El próximo lunes, como aprobó el último Consejo de Ministros de febrero, la limitación de velocidad máxima en nuestras autovías y autopistas pasará de 120 a 110 kilómetros por hora. Una medida transitoria que el Gobierno ha acordado en un paquete de decisiones destinadas a minimizar el impacto que sobre nuestra factura petrolera puedan tener los cambios que, tan aceleradamente, se están produciendo en el norte de África y el Oriente Próximo.
España importa la práctica totalidad del petróleo que consumimos. Cada vez que llenamos el depósito de combustible de nuestros vehículos estamos comprando derivados de petróleos importados de Rusia, Irán, Arabia Saudí, Libia y otros países productores. Somos muy dependientes del crudo exterior y, consecuentemente, muy vulnerables a las subidas de su precio.
Miren, en febrero de 2001, el barril de petróleo costaba 27 dólares; hoy está por encima de los 115 dólares, y subiendo. Pero es que en los últimos tres meses se ha incrementado en un 35 por 100. Las turbulencias provocadas por la crisis política norteafricana en el mercado petrolero y la incertidumbre institucional generada en los países productores de la zona, así como la fuerte demanda de las economías emergentes y la especulación en los mercados de futuros de estos productos explican la tendencia al alza de los precios. En esta situación, y de mantenerse la cotización actual del barril, la factura petrolera española tendrá un sobrecoste en 2011 de más de 12.000 millones de euros: para hacerse una idea, el doble de lo que invierten todas las administraciones públicas españolas en I+D+i en un año.
En estas condiciones, el Gobierno, atendiendo al interés general (el de todos, el suyo también, amable lector), ha adoptado estas medidas de ahorro energético. Porque en estos momentos ningún gobierno ni organismo internacional en el mundo pueden pronosticar cuanto tiempo va a durar esta situación.
Algunos vuelven a recurrir al mantra populista de la improvisación. Este ha sido, con mucho, el Ejecutivo que ha apostado con mayor determinación por disminuir la dependencia energética de nuestro país, incrementar la eficiencia y diversificar nuestras fuentes de energía, con un esfuerzo enorme por las energías renovables. Las convulsiones del tiempo que vivimos exigen, ahora, en este momento, tomar estas medidas.

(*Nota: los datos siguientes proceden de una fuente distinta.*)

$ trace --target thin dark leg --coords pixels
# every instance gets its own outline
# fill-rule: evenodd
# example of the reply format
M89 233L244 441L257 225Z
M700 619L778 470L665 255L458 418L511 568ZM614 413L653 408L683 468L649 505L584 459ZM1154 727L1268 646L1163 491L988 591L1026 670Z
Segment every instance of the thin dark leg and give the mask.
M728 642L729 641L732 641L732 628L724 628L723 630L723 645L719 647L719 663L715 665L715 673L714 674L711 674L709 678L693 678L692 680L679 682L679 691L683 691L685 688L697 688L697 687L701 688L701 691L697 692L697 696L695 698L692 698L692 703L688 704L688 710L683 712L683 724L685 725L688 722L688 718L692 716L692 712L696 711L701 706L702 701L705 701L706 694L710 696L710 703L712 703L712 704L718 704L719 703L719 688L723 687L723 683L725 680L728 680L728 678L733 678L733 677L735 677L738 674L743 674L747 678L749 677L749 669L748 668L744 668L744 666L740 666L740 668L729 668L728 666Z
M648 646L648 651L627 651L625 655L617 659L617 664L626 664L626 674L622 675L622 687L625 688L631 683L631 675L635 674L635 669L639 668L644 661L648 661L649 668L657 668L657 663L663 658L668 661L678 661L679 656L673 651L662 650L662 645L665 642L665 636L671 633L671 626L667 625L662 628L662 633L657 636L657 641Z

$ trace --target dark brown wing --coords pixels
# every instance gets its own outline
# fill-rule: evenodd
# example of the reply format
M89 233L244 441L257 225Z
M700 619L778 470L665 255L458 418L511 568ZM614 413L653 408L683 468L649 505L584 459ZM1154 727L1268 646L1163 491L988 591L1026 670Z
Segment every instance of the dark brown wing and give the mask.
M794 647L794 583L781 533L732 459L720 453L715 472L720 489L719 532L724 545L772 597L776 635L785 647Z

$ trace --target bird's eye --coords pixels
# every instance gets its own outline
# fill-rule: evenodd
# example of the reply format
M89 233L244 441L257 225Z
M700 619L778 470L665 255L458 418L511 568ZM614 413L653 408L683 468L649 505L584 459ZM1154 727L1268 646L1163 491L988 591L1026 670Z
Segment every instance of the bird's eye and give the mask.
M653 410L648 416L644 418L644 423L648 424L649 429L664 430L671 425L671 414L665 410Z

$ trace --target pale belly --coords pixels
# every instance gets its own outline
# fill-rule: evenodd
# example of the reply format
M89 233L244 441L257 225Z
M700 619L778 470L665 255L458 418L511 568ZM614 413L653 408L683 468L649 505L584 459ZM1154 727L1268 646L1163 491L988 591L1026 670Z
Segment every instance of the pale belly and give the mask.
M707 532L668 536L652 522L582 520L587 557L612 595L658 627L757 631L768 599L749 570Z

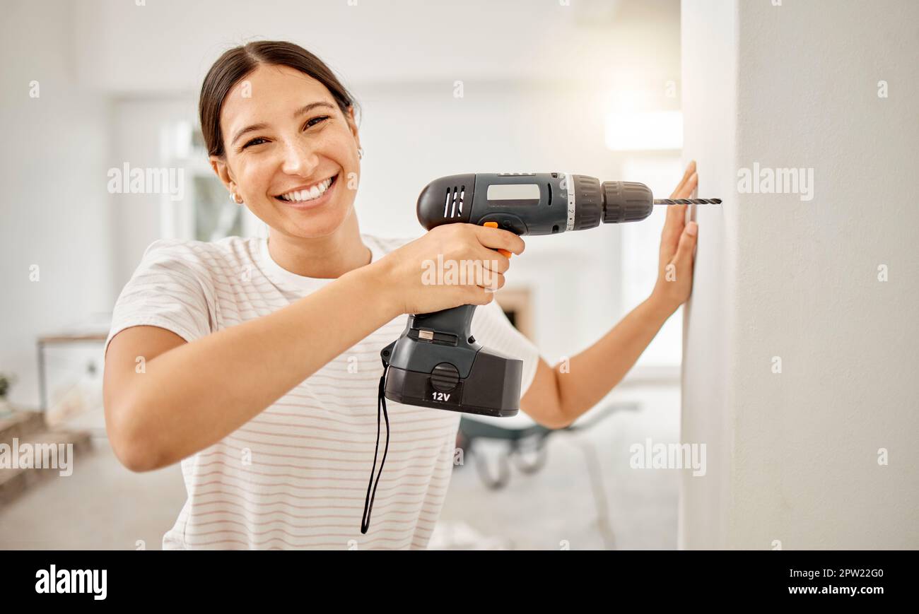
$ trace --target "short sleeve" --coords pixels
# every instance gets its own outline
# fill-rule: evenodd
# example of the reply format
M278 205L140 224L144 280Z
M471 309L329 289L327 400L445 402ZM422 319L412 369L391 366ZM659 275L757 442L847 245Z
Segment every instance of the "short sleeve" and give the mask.
M186 341L212 332L213 292L205 262L192 242L159 239L147 247L112 312L112 337L125 328L165 328Z
M536 368L539 362L539 350L533 342L524 336L505 315L497 301L482 305L475 310L472 317L472 336L489 349L496 350L512 358L523 360L523 375L520 381L520 396L527 392L536 377Z

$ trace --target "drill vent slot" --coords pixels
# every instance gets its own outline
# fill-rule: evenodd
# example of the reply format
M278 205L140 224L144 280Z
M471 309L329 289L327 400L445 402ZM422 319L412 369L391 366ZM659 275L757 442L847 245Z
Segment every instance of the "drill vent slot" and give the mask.
M462 215L462 200L466 196L466 186L454 186L447 188L447 200L444 201L444 219L449 220Z

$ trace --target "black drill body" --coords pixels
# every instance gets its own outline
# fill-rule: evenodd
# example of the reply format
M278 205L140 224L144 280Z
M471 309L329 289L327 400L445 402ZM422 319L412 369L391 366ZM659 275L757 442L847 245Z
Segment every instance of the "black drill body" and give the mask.
M719 201L720 202L720 201ZM568 173L470 173L441 177L418 198L418 221L494 225L516 234L556 234L651 214L647 186ZM523 361L473 337L475 305L408 316L402 336L380 352L381 393L410 405L494 416L519 411Z

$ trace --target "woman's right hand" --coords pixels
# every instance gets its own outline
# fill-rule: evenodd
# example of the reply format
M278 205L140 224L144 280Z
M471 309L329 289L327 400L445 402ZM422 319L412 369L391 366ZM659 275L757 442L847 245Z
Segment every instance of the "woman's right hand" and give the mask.
M424 236L373 263L383 272L389 296L402 313L430 313L459 305L484 305L505 285L510 258L519 256L523 239L509 231L469 223L437 226ZM454 263L457 274L444 270ZM443 267L438 274L438 267ZM464 274L459 274L464 271Z

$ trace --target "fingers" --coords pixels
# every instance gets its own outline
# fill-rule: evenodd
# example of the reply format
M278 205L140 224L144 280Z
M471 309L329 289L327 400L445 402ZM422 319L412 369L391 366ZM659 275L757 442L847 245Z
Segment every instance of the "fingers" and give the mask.
M676 247L676 256L674 256L673 263L681 265L685 262L692 262L693 250L696 248L696 241L698 238L698 224L690 222L686 224L683 234L680 235L679 245Z

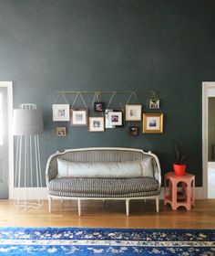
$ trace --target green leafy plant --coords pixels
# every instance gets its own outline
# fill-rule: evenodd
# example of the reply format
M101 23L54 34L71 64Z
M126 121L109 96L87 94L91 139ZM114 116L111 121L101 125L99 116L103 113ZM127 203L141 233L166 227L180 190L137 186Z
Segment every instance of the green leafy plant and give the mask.
M189 155L178 140L172 146L173 149L173 163L176 165L186 165L189 160Z

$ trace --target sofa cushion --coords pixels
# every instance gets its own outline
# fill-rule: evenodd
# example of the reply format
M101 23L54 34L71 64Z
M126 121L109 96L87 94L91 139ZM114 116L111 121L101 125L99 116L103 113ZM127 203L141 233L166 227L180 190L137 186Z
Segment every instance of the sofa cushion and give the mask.
M159 183L152 177L136 178L69 178L49 181L49 194L77 197L126 197L154 196Z
M57 158L57 177L153 177L150 158L126 162L69 162Z

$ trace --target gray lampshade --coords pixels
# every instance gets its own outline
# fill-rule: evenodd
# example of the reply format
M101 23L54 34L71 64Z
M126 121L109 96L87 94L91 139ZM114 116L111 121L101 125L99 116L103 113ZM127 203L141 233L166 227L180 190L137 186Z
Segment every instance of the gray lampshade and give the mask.
M13 134L36 135L43 132L43 113L38 110L14 110Z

Dice González Pons que esto son cosas del soviet y del castrismo renaciente. Dolores de Cospedal afirma que Zapatero es como Franco por tomar estas medidas. Es decir, si transitamos a 120 vivimos en democracia y si vamos a 110 nos convertimos en una dictadura atroz. Sí, ese es el valor que separa, para la derecha española, la libertad de la opresión: 10 kilómetros por hora. No hay más consideraciones: Zapatero es un dictador y el Gobierno de España es un gobierno ilegítimo por hacernos ir a ¡110 kilómetros por hora en las autovías para ahorrar gasolina! Por circular, hemos de saberlo, a la misma velocidad que los estadounidenses, los suecos, los británicos, los rusos o los noruegos. A estas alturas ya nada nos asombra, bien cierto es. Se han dicho tantas barbaridades que a nadie extraña escuchar al Partido Popular afirmar que volvemos a los tiempos de Carrero Blanco y Arias Navarro.
En todo caso podrían preguntarle al alcalde de Castellón por qué ha disminuído la intensidad lumínica del alumbrado público de nuestra ciudad. O a la alcaldesa de la Vall d'Uixó, o al de Zorita, o al de Catí, o a tantos y tantos ayuntamientos de nuestra provincia que han puesto en marcha responsablemente planes de eficiencia energética en los últimos años. ¿Vivimos, acaso, en la pequeña Habana? ¿Es esto la Siberia soviética? ¡Basta ya de engaños y filibusterismo! ¡Basta ya!